Each step writes a named result into a shared `analysis` dict; downstream steps read but never overwrite. Contracts are explicit — a reader of the final brief can trace any claim back through the step chain. The guiding principle: if a sample is flagged ambiguous at Step 0, that flag propagates through to Step 6; no downstream step silently promotes a soft-confidence call to a confident one.

### Attribution flow: "make it make sense"
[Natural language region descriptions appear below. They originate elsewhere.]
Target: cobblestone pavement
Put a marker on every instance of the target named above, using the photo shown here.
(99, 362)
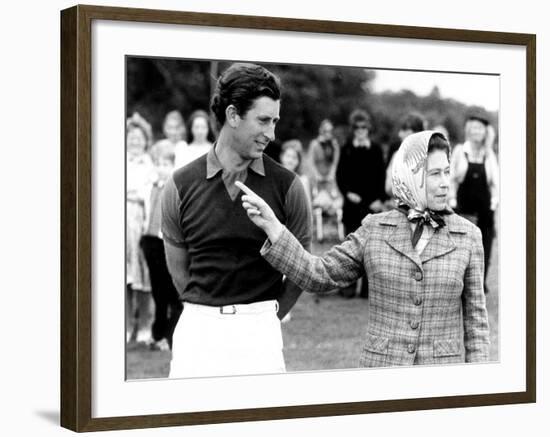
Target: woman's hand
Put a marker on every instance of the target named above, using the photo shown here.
(260, 213)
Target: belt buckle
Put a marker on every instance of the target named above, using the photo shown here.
(232, 309)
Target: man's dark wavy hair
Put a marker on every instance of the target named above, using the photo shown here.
(240, 85)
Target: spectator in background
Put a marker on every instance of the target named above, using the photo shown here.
(360, 176)
(475, 182)
(442, 130)
(173, 128)
(324, 153)
(292, 158)
(411, 123)
(168, 307)
(201, 138)
(139, 174)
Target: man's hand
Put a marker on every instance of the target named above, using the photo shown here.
(260, 213)
(353, 197)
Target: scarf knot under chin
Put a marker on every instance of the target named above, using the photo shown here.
(433, 218)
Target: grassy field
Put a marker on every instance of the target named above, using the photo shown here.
(323, 333)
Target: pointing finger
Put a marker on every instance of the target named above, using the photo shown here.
(245, 188)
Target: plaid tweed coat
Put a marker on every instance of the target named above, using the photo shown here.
(423, 309)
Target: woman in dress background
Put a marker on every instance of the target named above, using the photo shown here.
(424, 264)
(140, 171)
(173, 128)
(475, 178)
(360, 176)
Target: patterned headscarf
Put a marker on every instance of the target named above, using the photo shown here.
(409, 183)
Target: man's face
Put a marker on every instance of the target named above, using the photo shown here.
(256, 128)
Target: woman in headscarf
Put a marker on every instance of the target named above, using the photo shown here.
(423, 262)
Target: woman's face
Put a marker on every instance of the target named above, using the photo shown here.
(476, 131)
(325, 130)
(360, 130)
(290, 160)
(135, 142)
(437, 180)
(173, 129)
(199, 129)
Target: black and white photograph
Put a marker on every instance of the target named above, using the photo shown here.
(287, 218)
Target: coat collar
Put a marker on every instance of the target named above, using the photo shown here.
(440, 243)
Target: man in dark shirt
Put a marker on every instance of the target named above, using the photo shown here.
(233, 299)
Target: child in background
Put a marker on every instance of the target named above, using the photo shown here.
(140, 171)
(174, 131)
(201, 138)
(168, 307)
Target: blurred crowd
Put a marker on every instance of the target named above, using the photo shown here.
(344, 181)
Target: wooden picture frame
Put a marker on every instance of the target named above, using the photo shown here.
(76, 217)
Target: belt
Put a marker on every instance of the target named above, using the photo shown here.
(251, 308)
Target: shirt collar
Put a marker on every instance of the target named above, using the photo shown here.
(213, 165)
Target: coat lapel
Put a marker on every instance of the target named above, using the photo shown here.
(440, 244)
(400, 238)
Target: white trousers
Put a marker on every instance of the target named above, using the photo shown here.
(229, 340)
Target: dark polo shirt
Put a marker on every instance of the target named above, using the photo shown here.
(202, 213)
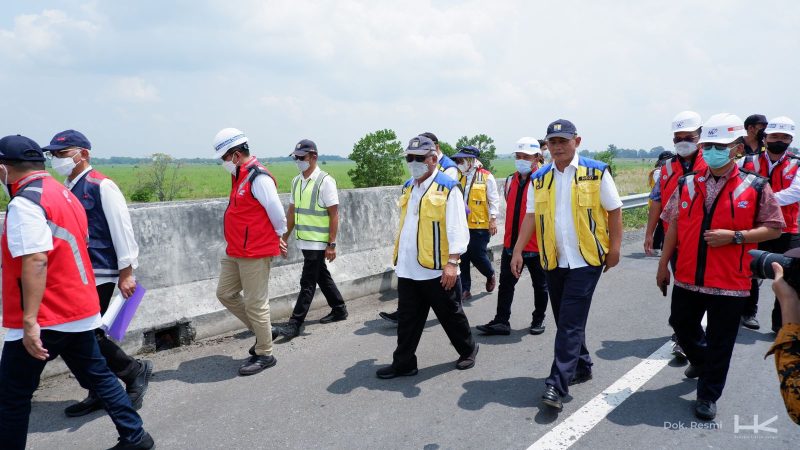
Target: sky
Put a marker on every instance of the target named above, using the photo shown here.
(139, 77)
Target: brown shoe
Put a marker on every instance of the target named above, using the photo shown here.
(491, 282)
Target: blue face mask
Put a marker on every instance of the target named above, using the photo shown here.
(717, 156)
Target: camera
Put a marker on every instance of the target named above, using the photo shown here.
(761, 266)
`pirlygenes` treats every TPM in a bulk tumor sample as a claim that must be *attributed* to some source — and then explains away as much of it as possible before crediting the tumor. The goal is a conservative, defensible core of tumor-specific expression, not a lift of raw TPM straight into therapeutic target recommendations.

The flow runs in five steps:

1. **Sample context** (runs *first*, before any cancer-type inference). A `SampleContext` is inferred from the raw expression table alone — what **library prep** produced the data (poly-A capture, ribo-depletion, total RNA, or exome capture) and what **preservation / degradation** state the RNA is in (fresh-frozen, FFPE, partial degradation). This raw context remains visible in QC figures. Downstream sample biology then uses a technical-RNA-normalized expression view by default: mitochondrial transcripts, NUMT-like mitochondrial pseudogenes, rRNA-like features, and rRNA-pseudogene features are zeroed and the remaining TPM is renormalized. Downstream reference comparisons use the same normalized analysis view; raw sample/reference values remain available for QC and provenance. This becomes a **base layer of expression expectations**: which genes are expected to be over- or under-represented for *artifactual* reasons, independent of biology. The context is propagated forward and every downstream step reads from it.
2. **Coarse healthy-tissue decomposition.** Broad non-tumor compartments (T cell, B cell, myeloid, fibroblast, endothelial, plus site-specific host tissue for met samples) are fit by weighted NNLS against curated marker panels, anchored to an externally-estimated tumor purity.
3. **Fine TME-subtype / activation-state dissection** (in progress: CAF vs healthy fibroblast, TAM polarisation, exhausted T, tumor endothelium, etc.). Activated-state references refine the coarse compartment call into biologically actionable subsets.
4. **Tumor-value adjustment.** Per gene, the TME and matched-normal contributions are subtracted from the observed TPM before dividing by purity. Genes whose observed signal is dominantly explained by non-tumor compartments are flagged `tme_explainable` rather than credited to the tumor.
5. **Conservative tumor-specific core.** What remains after steps 1–4 is reported as a bounded per-gene tumor-expression range (9-point across low/median/high TME and low/median/high purity), with a low-purity caveat for samples below 20% purity where TME residuals would otherwise be amplified ≥5×.

Each step *adds* to the attribution chain; none replaces earlier steps. The `analyze` reports (`summary.md`, `analysis.md`, `evidence.md`) surface the chain so a reader can see *why* a number is what it is, not just the final value.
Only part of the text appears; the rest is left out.